By the top of the night, nonetheless, Lawson had been fired, taking the autumn for the Yankees’ first–half offensive woes.
And by the point the Yankees reconvened on Friday at Coors Field to play their 92nd game of 2023, they sat in on a 30-minute advance meeting through which their latest hitting coach, Sean Casey, put his energetic and passionate persona on full display. The Yankees hope that energy may help jump-start their offense within the second half, even though it had little effect in Friday’s 7-2 loss to the Rockies.
“My impression of him,” Aaron Judge, who took batting practice on the sector for the primary time since going to the IL with a sprained right toe, said with a chuckle, “[is] he’s an excellent personality. He’s a man that brings the energy. He’s going to motivate you, push you a bit bit. While you got a man like that that’s going to be in our corner each pitch, each day, I’m looking forward to it. We just had an excellent hitters’ meeting, a bit team meeting, and he spoke about what he desires to do here.
“The boys were pretty fired up.”
The Yankees entered the All-Star break with an offense that ranked nineteenth in runs per game (4.40), twenty first in OPS (.710), thirteenth in slugging percentage (.410), twenty sixth in on-base percentage (.300) and twenty eighth in batting average (.231).
Still, Judge and DJ LeMahieu each said Lawson’s firing got here as a surprise.
“We weren’t clicking. We weren’t hitting,” LeMahieu said. “I don’t really think it was [Lawson’s] fault. It wasn’t really anyone’s fault. We just weren’t clicking in the primary half offensively. We’re able to get after it [in the second half].”
Brian Cashman said he wanted a latest messenger, which is why he made his first in-season coaching change during his 26-year tenure as Yankees general manager.
Asked if Lawson’s message wasn’t getting through, Judge said he couldn’t speak for everyone.
“Me and Dillon got some quality work in, especially once I had a sense he’d be the hitting coach a pair years ago,” Judge said. “I attempted to spend as much time as I could with him to try to know where he was coming from, what he likes to work on, what his philosophies are. He gave me some good nuggets I still use today.”
That said, the Yankees were looking forward to working with Casey, who brought in quick gravitas owing to his 12-year MLB profession, during which he hit .302 with a .814 OPS.
“I feel everybody has strengths,” Josh Donaldson said. “A part of Sean Casey’s strengths is being within the batters’ box. I feel there may be some knowledge for that. And in addition going through the ups and downs of a season. I definitely think he’s going to have advice and things he feels are going to be useful for us.”
It has been a whirlwind week for Casey, who was announced as the brand new hitting coach on Monday.

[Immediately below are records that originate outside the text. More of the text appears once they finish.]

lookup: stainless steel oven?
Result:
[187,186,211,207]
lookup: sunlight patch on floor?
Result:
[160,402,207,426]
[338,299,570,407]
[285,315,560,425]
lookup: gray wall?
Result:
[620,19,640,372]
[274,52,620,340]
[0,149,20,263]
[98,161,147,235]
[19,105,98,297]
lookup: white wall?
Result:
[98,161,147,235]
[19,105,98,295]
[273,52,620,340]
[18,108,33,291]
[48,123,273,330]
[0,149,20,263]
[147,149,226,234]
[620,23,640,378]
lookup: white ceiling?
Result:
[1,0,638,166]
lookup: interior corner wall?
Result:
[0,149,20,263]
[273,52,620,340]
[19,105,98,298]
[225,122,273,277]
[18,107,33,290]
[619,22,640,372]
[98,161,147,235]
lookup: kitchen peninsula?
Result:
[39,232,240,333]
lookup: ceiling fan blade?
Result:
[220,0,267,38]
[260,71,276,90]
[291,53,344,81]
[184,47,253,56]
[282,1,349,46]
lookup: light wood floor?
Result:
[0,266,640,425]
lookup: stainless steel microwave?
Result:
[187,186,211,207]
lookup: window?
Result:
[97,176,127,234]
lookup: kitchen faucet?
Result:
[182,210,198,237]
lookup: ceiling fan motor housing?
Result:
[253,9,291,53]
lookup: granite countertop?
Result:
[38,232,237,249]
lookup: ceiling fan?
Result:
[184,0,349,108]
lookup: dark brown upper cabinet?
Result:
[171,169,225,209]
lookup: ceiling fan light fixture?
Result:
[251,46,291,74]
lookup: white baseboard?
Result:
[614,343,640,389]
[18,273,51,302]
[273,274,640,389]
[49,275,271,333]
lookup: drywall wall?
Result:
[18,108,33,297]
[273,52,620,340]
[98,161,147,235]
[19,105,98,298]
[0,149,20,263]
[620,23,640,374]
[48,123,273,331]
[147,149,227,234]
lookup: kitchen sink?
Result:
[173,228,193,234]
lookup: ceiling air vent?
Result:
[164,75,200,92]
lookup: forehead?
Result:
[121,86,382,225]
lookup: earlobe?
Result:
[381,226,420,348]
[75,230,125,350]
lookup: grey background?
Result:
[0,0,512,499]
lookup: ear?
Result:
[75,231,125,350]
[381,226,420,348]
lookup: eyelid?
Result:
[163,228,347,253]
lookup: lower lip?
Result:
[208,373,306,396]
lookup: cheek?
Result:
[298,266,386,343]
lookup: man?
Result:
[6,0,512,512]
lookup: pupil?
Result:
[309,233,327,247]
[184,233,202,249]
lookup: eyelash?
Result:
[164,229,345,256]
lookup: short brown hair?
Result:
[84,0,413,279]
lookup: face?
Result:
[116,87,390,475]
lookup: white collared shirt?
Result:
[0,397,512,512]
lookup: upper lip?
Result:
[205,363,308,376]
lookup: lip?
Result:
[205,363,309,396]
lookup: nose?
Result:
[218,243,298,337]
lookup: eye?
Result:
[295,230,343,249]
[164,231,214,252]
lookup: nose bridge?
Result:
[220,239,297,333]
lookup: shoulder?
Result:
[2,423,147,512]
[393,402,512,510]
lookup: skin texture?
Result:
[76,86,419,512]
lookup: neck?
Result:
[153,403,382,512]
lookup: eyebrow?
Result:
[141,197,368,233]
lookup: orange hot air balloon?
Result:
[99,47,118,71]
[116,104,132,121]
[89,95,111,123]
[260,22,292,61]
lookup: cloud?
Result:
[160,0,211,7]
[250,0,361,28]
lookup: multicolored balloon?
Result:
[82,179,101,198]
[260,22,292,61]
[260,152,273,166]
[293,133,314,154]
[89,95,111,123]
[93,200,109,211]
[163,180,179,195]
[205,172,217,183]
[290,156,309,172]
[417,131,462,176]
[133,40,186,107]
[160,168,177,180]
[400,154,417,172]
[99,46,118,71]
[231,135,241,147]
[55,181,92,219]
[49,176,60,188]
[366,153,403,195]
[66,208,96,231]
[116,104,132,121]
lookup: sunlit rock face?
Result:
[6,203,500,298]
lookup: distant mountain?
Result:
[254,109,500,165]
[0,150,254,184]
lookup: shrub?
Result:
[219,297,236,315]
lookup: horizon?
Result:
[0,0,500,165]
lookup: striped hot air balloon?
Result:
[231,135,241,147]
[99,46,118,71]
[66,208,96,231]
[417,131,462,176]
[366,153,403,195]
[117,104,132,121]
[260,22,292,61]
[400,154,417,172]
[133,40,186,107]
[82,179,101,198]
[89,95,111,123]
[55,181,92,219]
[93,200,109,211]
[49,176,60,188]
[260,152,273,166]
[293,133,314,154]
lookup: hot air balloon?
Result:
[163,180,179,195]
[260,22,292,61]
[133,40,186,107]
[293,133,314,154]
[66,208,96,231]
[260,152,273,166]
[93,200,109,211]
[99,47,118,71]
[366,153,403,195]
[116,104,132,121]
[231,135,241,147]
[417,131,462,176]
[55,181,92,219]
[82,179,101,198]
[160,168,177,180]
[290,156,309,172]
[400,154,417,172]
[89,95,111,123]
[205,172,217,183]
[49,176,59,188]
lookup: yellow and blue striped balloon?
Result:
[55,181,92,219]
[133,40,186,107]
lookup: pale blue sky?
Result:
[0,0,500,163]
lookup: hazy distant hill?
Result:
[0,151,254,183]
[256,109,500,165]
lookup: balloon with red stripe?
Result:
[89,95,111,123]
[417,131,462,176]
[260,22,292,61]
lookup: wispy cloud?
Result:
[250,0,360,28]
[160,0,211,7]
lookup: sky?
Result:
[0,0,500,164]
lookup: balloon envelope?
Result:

By Friday, Casey’s former employer, MLB Network, was on the televisions within the visiting clubhouse at Coors Field while Casey ran a hitters’ meeting.
“For as great a man as he’s, and gregarious and charismatic and high-energy and friendly, he’s dead-serious about hitting,” said manager Aaron Boone, who was Casey’s teammate for five seasons on the Reds. “He’s got a variety of knowledge to impart, and I’m confident he’ll find a way to try this.”